Patrick Murphy: Politics and its priorities governed by neoliberalism

Patrick Murphy

Patrick Murphy

Patrick Murphy is an Irish News columnist and former director of Belfast Institute for Further and Higher Education.

Pope Francis is one of the few outspoken critics of the neoliberalism which Sinn Féin and others participate in. Picture by AP Photo/Andrew Medichini
Pope Francis is one of the few outspoken critics of the neoliberalism which Sinn Féin and others participate in. Picture by AP Photo/Andrew Medichini Pope Francis is one of the few outspoken critics of the neoliberalism which Sinn Féin and others participate in. Picture by AP Photo/Andrew Medichini

THERE is something shamefully wrong with our society when a Westminster Committee reports that our schools are in crisis and our two main political parties give the problem the same attention they gave to the 50th anniversary of the moon landing.

The Committee's findings were supported by the Department of Education's statement that schools here face "significant financial challenges".

So while 90 MLAs have been paid for doing nothing for two-and-a-half years, many parents are bringing anything from pencils and pens to toilet paper to keep their children's school functioning. (Shame is a concept which has not yet registered with the Stormont political system.)

And what were our political parties doing this week?

Sinn Féin had two priorities. The first was demanding a forum for Irish unity. Some might politely suggest that a more urgent forum would be one for stopping SF's MLAs' salaries and giving the money to schools.

Their second concern was Boris Johnson's initial failure to phone Leo Varadkar, which they portrayed as a national catastrophe, surpassed only by the Famine. Meanwhile, their former partners, the DUP, were dining privately with the same Boris Johnson.

The SDLP and Alliance commented on schools' insolvency and both missed the point.

The SDLP said it showed we needed a return to Stormont, even though such a return would not necessarily generate more money for education.

Alliance said it illustrated the need for reforming the education system. (Er, no - it just shows the need for more money.)

So why are our schools financially broke? The answer is that our society is governed by extreme Thatcherism, which is now called neoliberalism.

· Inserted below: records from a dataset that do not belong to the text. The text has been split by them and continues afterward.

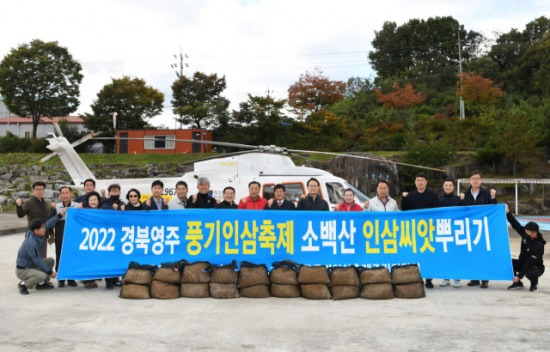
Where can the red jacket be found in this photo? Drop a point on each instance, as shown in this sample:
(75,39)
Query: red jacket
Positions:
(351,207)
(259,204)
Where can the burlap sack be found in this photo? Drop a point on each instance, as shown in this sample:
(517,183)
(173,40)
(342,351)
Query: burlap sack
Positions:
(315,291)
(194,290)
(415,290)
(283,276)
(252,276)
(379,275)
(162,290)
(196,273)
(137,276)
(285,291)
(132,291)
(219,290)
(167,275)
(377,291)
(313,275)
(405,274)
(258,291)
(344,277)
(344,292)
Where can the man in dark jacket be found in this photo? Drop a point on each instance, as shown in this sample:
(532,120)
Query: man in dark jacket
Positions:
(279,202)
(228,199)
(156,202)
(203,199)
(35,208)
(477,195)
(66,195)
(449,199)
(530,262)
(31,268)
(313,200)
(421,198)
(114,201)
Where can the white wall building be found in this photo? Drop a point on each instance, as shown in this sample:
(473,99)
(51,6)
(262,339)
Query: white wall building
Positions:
(22,126)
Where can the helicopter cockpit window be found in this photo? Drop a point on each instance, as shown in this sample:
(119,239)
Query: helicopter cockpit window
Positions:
(335,192)
(293,191)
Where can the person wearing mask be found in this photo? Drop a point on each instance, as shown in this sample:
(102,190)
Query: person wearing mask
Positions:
(180,200)
(382,201)
(156,202)
(313,200)
(279,201)
(254,201)
(203,199)
(92,201)
(449,199)
(113,202)
(228,199)
(349,202)
(421,198)
(133,196)
(477,195)
(65,195)
(31,268)
(35,208)
(530,262)
(89,186)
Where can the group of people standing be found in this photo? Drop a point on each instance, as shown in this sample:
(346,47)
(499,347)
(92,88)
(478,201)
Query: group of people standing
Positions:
(33,270)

It is a political ideology which believes that government should allow business to largely run society.

It involves reducing state spending on education, health and social welfare so that government can play a smaller role.

When Donald Trump visited Britain recently, he argued for the right of US businesses to take over the NHS. That's neoliberalism.

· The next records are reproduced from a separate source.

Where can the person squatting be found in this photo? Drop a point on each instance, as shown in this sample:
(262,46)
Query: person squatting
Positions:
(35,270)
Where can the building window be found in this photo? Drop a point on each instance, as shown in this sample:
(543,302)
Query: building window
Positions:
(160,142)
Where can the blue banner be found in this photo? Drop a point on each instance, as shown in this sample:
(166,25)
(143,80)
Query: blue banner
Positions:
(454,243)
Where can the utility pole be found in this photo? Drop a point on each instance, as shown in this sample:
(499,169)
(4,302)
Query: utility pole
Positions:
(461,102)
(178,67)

So too is Boris Johnson's refusal to intervene to save Harland and Wolff, calling it a "commercial matter". The EU adopts the same approach.

Leo Varadkar also supports neoliberalism. Primary school funding in the south, excluding salaries, is now running at less than one Euro per day, per pupil for teaching materials, heating and lighting.

Many parents there have to raise funds to support state schools, while government gives €20 million to private schools annually. (In the area of under-funded schools, we already have a united Ireland.)

Pope Francis is one of the few outspoken critics of neoliberalism. He says it is "unjust at its root", leading to massive inequality and the marginalisation of sections of society.

Why, he asks, is it not news when an elderly homeless person dies, but it is news when the stock market loses two points? He says that the dominance of the market denies the right of democratically elected governments to exercise vigilance for the common good.

More recently, neoliberalism has extended beyond economics. It now pervades social behaviour by arguing that humans must compete, not cooperate (which is why schools have competitions for entrepreneurship, but not cooperation).

An advanced society might expect our universities to oppose neoliberalism. But in their last restructuring of government departments here, Stormont's five main parties placed our universities, not in the Department of Education, but in the Department for the Economy.

Thus they believe that a university's role is to service business and industry in the interests of private rather than public investment.

Our political parties complain about cut-backs, but none of them is willing to challenge the theory behind them or even to encourage universities to do it for them.

Both in the UK and the EU, the fundamental humanity of society is being replaced by an ingrained belief that government is bad and commercial greed is good.

Which is why parents will continue to bring pencils and paper for their children in school and why, apart from Pope Francis, few will try to explain why.